Clicky


Boete voor automobilist die 14-jarige Tamar uit Marken doodreed

Boete voor automobilist die 14-jarige Tamar uit Marken doodreed
17-06-2021 10:43 | Ongevallen | auteur Redactie

HAARLEM - Het Openbaar Ministerie (OM) Noord-Holland heeft besloten de 28-jarige bestuurder van een auto die op 25 juli 2020 betrokken was bij een verkeersongeval waarbij het 14-jarige meisje Tamar uit Marken om het leven kwam, een boete op te leggen.
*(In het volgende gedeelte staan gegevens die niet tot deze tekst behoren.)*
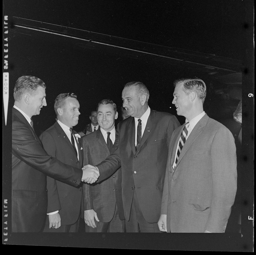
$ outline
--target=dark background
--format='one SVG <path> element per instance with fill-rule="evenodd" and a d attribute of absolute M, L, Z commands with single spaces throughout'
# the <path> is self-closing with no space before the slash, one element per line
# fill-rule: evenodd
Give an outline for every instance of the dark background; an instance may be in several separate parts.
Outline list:
<path fill-rule="evenodd" d="M 4 15 L 7 15 L 11 21 L 8 34 L 9 113 L 14 103 L 12 90 L 16 81 L 22 75 L 33 75 L 43 80 L 47 87 L 47 106 L 39 115 L 33 117 L 38 133 L 54 123 L 54 100 L 59 94 L 66 92 L 77 95 L 81 115 L 75 129 L 79 131 L 89 122 L 90 111 L 99 101 L 109 98 L 118 106 L 121 106 L 123 86 L 138 81 L 149 89 L 151 109 L 174 114 L 182 124 L 184 118 L 177 116 L 171 103 L 173 82 L 182 77 L 200 78 L 207 87 L 204 109 L 210 117 L 229 128 L 235 138 L 240 162 L 238 171 L 246 173 L 240 178 L 244 188 L 241 195 L 244 206 L 242 226 L 251 223 L 247 219 L 248 215 L 252 216 L 253 200 L 248 195 L 252 194 L 250 187 L 253 186 L 253 178 L 248 174 L 249 170 L 253 167 L 254 111 L 253 98 L 248 98 L 247 95 L 254 93 L 253 1 L 5 0 L 3 3 Z M 229 63 L 235 62 L 238 68 L 232 71 L 218 68 L 211 70 L 205 66 L 167 61 L 152 55 L 106 46 L 86 45 L 77 39 L 18 29 L 14 26 L 17 17 L 30 20 L 27 20 L 27 24 L 36 21 L 53 24 L 52 26 L 62 26 L 63 35 L 68 34 L 69 27 L 81 29 L 98 33 L 102 41 L 109 42 L 112 40 L 114 44 L 117 37 L 123 38 L 134 49 L 139 48 L 140 42 L 144 42 L 151 44 L 153 53 L 157 54 L 157 48 L 167 47 L 173 51 L 185 53 L 198 63 L 200 62 L 200 56 L 209 56 L 210 66 L 211 57 L 216 56 L 226 62 L 227 67 Z M 241 147 L 237 139 L 241 126 L 234 120 L 233 114 L 242 97 L 243 128 L 246 131 L 243 133 L 243 141 L 246 142 Z M 7 121 L 9 127 L 10 116 Z M 10 130 L 4 129 L 4 138 L 8 134 Z M 6 148 L 9 145 L 8 142 Z M 4 160 L 8 161 L 10 155 L 4 154 Z M 10 163 L 7 165 L 10 169 Z M 11 186 L 10 181 L 5 183 L 6 187 Z M 235 220 L 234 223 L 231 233 L 237 232 L 235 225 L 237 222 Z M 251 236 L 251 228 L 242 230 L 244 237 L 248 237 L 248 234 Z M 91 237 L 88 239 L 87 236 L 87 240 L 90 241 L 85 241 L 86 244 L 82 245 L 75 235 L 63 240 L 26 234 L 12 234 L 12 243 L 17 244 L 78 247 L 111 248 L 114 245 L 136 249 L 244 251 L 248 251 L 251 247 L 250 242 L 242 239 L 239 242 L 241 234 L 227 239 L 228 234 L 225 238 L 216 236 L 204 237 L 204 244 L 200 241 L 201 237 L 193 242 L 188 242 L 191 237 L 186 235 L 175 235 L 171 243 L 164 238 L 163 244 L 161 238 L 155 236 L 148 239 L 145 236 L 137 238 L 136 235 L 119 235 L 118 244 L 112 238 L 113 236 L 110 238 L 109 236 L 98 235 L 98 238 L 92 241 Z M 64 240 L 69 241 L 66 243 Z M 151 242 L 147 242 L 149 240 Z M 73 242 L 70 243 L 70 240 Z M 186 248 L 188 243 L 190 247 Z M 174 247 L 174 244 L 177 246 Z"/>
Na uitgebreid en zorgvuldig strafrechtelijk onderzoek door de politie Noord-Holland concludeert het OM dat de bestuurder geen ernstige verkeersfouten kan worden verweten. Uit het onderzoek is vast komen te staan dat het meisje door de auto van verdachte is overreden en daardoor is komen te overlijden. Onduidelijk is gebleven hoe zij op de weg terecht is gekomen.  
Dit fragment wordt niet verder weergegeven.